A judge overstepped his authority when he precluded Queens prosecutors from using a defendant's pre-arraignment statement due to what the judge said were ethical violations by the Queens office, a Brooklyn appellate court has ruled.
A unanimous panel of the Appellate Division, Second Department, yesterday issued a writ of prohibition blocking Acting Supreme Court Justice Joel Blumenfeld (See Profile) from imposing preclusion as a sanction against the district attorney's office for a program that the judge viewed as "misleading and deceptive."
The appellate court expressed no opinion on the constitutionality or ethics of the program as applied in the case of Elisaul Perez. Moreover, it acknowledged that the judge had the power to exclude the statement if he found it to be involuntary. Rather, it said he lacked the power to act solely based on his evaluation of the program's ethics.
"Justice Blumenfeld lacked the power to preclude Perez's statement, since the sanction of preclusion was not imposed to remedy any prejudice to Perez or any violation of Perez's rights, but for the purpose of sanctioning perceived unethical conduct, in general. Accordingly, as Justice Blumenfeld's order precluding the videotaped statement as a sanction for unethical conduct committed by the District Attorney's office in administering the Program in general was not mere legal error, but, rather, an improper arrogation of power, the remedy of prohibition lies," Justice Peter Skelos (See Profile) said, writing for the panel in Brown v. Blumenfeld, 2012-03981.

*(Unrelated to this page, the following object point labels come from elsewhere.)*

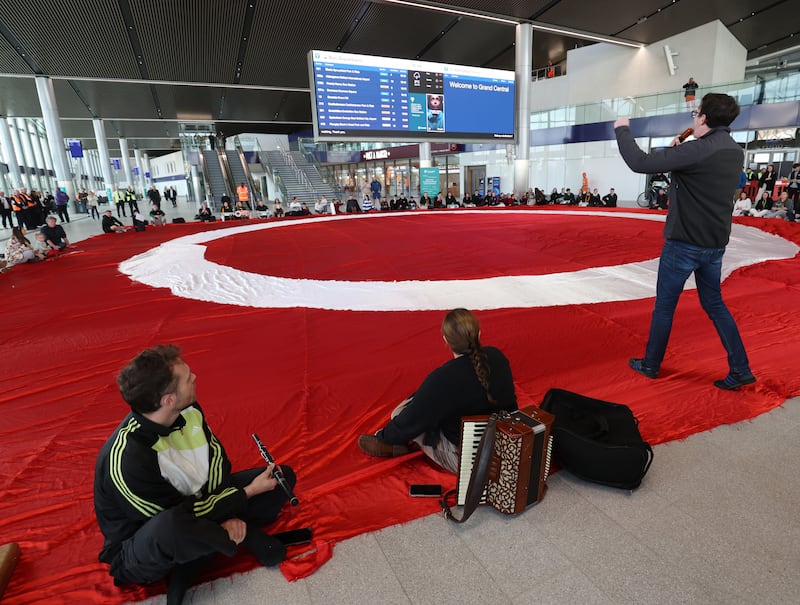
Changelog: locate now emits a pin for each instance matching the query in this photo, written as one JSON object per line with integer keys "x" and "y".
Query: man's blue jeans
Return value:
{"x": 678, "y": 261}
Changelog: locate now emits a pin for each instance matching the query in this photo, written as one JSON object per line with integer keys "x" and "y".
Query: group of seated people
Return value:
{"x": 766, "y": 207}
{"x": 49, "y": 241}
{"x": 532, "y": 197}
{"x": 111, "y": 224}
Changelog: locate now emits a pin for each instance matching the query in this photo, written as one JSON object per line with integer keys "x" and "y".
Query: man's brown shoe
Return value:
{"x": 372, "y": 446}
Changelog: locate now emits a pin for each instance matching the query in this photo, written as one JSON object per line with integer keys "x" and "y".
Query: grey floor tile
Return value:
{"x": 361, "y": 572}
{"x": 434, "y": 565}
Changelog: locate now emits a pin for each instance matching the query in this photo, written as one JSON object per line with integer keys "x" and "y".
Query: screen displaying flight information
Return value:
{"x": 382, "y": 99}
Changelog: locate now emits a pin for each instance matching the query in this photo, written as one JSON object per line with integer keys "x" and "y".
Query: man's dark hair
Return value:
{"x": 719, "y": 109}
{"x": 148, "y": 377}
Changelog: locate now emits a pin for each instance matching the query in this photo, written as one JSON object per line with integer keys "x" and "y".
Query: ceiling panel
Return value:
{"x": 10, "y": 61}
{"x": 182, "y": 42}
{"x": 487, "y": 40}
{"x": 72, "y": 37}
{"x": 394, "y": 31}
{"x": 281, "y": 37}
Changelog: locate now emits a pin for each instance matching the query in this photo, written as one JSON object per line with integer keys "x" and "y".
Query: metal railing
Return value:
{"x": 755, "y": 91}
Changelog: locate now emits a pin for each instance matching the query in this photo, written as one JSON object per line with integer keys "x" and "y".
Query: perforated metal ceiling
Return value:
{"x": 265, "y": 43}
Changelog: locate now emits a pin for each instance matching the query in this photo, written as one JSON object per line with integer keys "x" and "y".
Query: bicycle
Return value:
{"x": 647, "y": 198}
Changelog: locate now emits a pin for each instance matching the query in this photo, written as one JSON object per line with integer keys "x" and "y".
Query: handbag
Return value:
{"x": 597, "y": 440}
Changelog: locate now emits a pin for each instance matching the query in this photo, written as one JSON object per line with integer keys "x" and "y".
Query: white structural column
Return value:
{"x": 147, "y": 174}
{"x": 9, "y": 155}
{"x": 36, "y": 142}
{"x": 30, "y": 157}
{"x": 425, "y": 155}
{"x": 141, "y": 184}
{"x": 126, "y": 161}
{"x": 196, "y": 184}
{"x": 25, "y": 180}
{"x": 48, "y": 159}
{"x": 524, "y": 59}
{"x": 105, "y": 159}
{"x": 55, "y": 140}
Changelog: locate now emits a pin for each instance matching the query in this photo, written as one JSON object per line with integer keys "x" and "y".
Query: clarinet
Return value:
{"x": 276, "y": 472}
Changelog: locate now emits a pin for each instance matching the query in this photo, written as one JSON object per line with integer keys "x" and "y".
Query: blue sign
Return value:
{"x": 380, "y": 98}
{"x": 429, "y": 181}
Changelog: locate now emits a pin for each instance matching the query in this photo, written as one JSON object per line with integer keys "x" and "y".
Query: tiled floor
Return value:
{"x": 713, "y": 522}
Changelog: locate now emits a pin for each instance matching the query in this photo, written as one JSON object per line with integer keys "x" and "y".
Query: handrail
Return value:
{"x": 755, "y": 91}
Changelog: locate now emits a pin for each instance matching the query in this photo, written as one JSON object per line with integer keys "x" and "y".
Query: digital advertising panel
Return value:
{"x": 360, "y": 97}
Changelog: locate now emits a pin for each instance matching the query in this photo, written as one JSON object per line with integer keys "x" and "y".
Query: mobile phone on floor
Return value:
{"x": 294, "y": 536}
{"x": 428, "y": 490}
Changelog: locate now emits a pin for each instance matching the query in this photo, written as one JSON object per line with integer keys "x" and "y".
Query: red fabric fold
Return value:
{"x": 310, "y": 381}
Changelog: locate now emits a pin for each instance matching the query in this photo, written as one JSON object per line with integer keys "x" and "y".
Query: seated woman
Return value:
{"x": 19, "y": 249}
{"x": 476, "y": 381}
{"x": 261, "y": 208}
{"x": 204, "y": 214}
{"x": 743, "y": 205}
{"x": 139, "y": 224}
{"x": 226, "y": 207}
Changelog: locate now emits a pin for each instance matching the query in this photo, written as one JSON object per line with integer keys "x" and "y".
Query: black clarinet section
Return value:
{"x": 276, "y": 472}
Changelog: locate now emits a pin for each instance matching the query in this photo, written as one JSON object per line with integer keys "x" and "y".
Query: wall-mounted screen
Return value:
{"x": 360, "y": 97}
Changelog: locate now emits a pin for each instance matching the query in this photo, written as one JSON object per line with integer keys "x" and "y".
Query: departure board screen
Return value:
{"x": 360, "y": 97}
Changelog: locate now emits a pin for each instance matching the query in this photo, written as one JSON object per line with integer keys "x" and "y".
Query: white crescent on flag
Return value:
{"x": 181, "y": 266}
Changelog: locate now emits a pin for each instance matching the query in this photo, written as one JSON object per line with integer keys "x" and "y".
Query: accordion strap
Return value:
{"x": 479, "y": 477}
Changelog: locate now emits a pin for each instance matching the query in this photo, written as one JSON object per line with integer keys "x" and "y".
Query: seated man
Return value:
{"x": 54, "y": 235}
{"x": 204, "y": 214}
{"x": 610, "y": 199}
{"x": 295, "y": 208}
{"x": 261, "y": 209}
{"x": 112, "y": 224}
{"x": 164, "y": 494}
{"x": 139, "y": 223}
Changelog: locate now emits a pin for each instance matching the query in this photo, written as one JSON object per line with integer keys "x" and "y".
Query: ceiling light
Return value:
{"x": 453, "y": 11}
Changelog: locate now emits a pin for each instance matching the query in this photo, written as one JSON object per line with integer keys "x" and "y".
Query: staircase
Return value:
{"x": 237, "y": 170}
{"x": 298, "y": 179}
{"x": 313, "y": 175}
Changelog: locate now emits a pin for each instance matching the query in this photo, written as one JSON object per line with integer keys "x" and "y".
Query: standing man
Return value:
{"x": 689, "y": 92}
{"x": 243, "y": 195}
{"x": 132, "y": 199}
{"x": 5, "y": 211}
{"x": 119, "y": 201}
{"x": 62, "y": 205}
{"x": 793, "y": 188}
{"x": 705, "y": 173}
{"x": 164, "y": 495}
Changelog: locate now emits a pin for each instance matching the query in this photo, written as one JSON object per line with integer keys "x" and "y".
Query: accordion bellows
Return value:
{"x": 521, "y": 459}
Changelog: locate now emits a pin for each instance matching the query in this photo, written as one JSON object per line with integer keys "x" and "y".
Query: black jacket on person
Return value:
{"x": 705, "y": 173}
{"x": 129, "y": 488}
{"x": 448, "y": 393}
{"x": 108, "y": 222}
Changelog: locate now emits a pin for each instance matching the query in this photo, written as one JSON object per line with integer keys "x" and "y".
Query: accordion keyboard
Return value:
{"x": 471, "y": 433}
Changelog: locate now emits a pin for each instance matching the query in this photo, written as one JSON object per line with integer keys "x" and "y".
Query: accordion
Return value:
{"x": 521, "y": 459}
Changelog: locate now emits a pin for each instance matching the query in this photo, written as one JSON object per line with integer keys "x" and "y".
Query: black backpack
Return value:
{"x": 596, "y": 440}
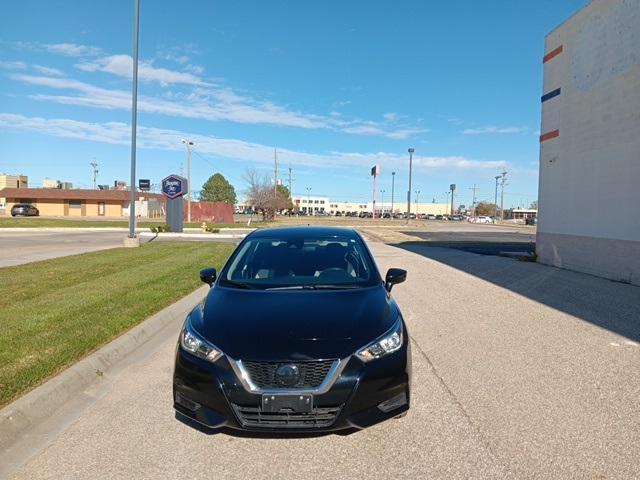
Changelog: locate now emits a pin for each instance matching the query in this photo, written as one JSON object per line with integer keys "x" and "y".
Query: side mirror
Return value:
{"x": 208, "y": 275}
{"x": 394, "y": 275}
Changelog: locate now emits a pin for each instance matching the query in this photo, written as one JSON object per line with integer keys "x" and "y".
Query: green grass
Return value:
{"x": 55, "y": 312}
{"x": 37, "y": 222}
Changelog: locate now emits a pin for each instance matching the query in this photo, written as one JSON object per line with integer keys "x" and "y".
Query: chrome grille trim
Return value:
{"x": 332, "y": 375}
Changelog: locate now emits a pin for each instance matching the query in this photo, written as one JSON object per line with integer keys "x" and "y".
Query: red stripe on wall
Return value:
{"x": 552, "y": 54}
{"x": 549, "y": 135}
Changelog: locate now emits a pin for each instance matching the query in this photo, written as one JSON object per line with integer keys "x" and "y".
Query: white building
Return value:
{"x": 590, "y": 143}
{"x": 310, "y": 204}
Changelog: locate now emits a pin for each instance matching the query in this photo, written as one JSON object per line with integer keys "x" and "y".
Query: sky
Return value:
{"x": 334, "y": 86}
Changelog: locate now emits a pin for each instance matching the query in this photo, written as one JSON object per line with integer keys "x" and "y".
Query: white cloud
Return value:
{"x": 122, "y": 66}
{"x": 209, "y": 103}
{"x": 52, "y": 72}
{"x": 494, "y": 130}
{"x": 71, "y": 49}
{"x": 233, "y": 149}
{"x": 391, "y": 117}
{"x": 6, "y": 65}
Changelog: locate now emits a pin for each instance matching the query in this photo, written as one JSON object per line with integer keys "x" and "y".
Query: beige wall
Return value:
{"x": 59, "y": 208}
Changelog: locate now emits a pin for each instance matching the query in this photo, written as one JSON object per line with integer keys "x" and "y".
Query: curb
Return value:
{"x": 30, "y": 410}
{"x": 104, "y": 229}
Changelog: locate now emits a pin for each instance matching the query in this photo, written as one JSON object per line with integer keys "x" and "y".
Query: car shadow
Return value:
{"x": 608, "y": 304}
{"x": 261, "y": 435}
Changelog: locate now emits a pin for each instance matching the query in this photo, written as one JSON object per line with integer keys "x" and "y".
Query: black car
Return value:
{"x": 298, "y": 332}
{"x": 24, "y": 210}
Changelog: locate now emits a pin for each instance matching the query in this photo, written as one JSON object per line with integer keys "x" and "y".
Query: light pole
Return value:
{"x": 411, "y": 151}
{"x": 393, "y": 186}
{"x": 188, "y": 144}
{"x": 504, "y": 179}
{"x": 495, "y": 203}
{"x": 94, "y": 164}
{"x": 134, "y": 117}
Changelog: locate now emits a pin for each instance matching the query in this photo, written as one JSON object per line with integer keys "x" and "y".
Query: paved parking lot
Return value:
{"x": 520, "y": 371}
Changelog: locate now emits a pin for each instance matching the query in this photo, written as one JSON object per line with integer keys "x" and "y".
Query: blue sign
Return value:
{"x": 174, "y": 186}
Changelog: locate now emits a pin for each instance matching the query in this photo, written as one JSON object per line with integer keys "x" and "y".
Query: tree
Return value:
{"x": 263, "y": 197}
{"x": 218, "y": 189}
{"x": 485, "y": 208}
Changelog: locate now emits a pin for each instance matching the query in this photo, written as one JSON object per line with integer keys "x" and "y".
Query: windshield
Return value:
{"x": 290, "y": 263}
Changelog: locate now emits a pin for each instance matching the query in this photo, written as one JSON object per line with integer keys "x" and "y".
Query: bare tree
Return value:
{"x": 263, "y": 196}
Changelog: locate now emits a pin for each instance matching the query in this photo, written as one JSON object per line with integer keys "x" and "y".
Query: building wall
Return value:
{"x": 590, "y": 143}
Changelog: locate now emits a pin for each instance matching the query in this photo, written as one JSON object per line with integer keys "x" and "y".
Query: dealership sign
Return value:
{"x": 174, "y": 186}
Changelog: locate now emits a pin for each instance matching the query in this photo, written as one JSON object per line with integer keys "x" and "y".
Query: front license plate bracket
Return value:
{"x": 275, "y": 403}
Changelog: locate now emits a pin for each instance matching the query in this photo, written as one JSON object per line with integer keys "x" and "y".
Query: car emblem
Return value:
{"x": 287, "y": 375}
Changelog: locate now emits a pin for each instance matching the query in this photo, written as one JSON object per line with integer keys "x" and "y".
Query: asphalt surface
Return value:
{"x": 483, "y": 239}
{"x": 19, "y": 247}
{"x": 510, "y": 380}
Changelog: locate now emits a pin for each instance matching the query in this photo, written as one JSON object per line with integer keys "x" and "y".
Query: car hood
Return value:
{"x": 300, "y": 324}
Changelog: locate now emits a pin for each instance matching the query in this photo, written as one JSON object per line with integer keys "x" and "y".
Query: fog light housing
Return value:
{"x": 393, "y": 403}
{"x": 186, "y": 402}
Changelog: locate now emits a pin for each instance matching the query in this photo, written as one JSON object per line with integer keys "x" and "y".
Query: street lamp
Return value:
{"x": 134, "y": 118}
{"x": 411, "y": 151}
{"x": 393, "y": 185}
{"x": 495, "y": 203}
{"x": 188, "y": 144}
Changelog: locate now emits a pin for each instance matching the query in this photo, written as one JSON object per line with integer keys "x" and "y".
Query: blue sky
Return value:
{"x": 336, "y": 86}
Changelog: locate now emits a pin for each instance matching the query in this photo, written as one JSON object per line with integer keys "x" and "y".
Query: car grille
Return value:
{"x": 312, "y": 373}
{"x": 317, "y": 418}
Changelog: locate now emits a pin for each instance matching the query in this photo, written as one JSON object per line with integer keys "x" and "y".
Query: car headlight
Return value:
{"x": 193, "y": 343}
{"x": 388, "y": 343}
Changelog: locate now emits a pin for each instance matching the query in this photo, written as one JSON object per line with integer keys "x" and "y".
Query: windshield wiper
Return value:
{"x": 233, "y": 283}
{"x": 315, "y": 287}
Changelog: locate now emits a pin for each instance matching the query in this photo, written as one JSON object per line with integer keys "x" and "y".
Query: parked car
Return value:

Yesterday's ruling is the latest round in a face-off between the judge and the Queens district attorney about the propriety of the pre-arraignment interview program, which has been in place since 2007.
Perez faces charges including two counts of second-degree robbery for the alleged March 2009 theft of an iPod.
Just before his arraignment, Perez was read a script by prosecutors and a detective investigator that told him, among other things, "If there is something you would like us to investigate concerning this incident, you must tell us now so we can look into it."
Perez was subsequently Mirandized; he said he understood his Miranda warnings and agreed to give a videotaped statement on his version of events.
Perez moved to suppress the videotaped statement, arguing he had not knowingly and intelligently waived his rights.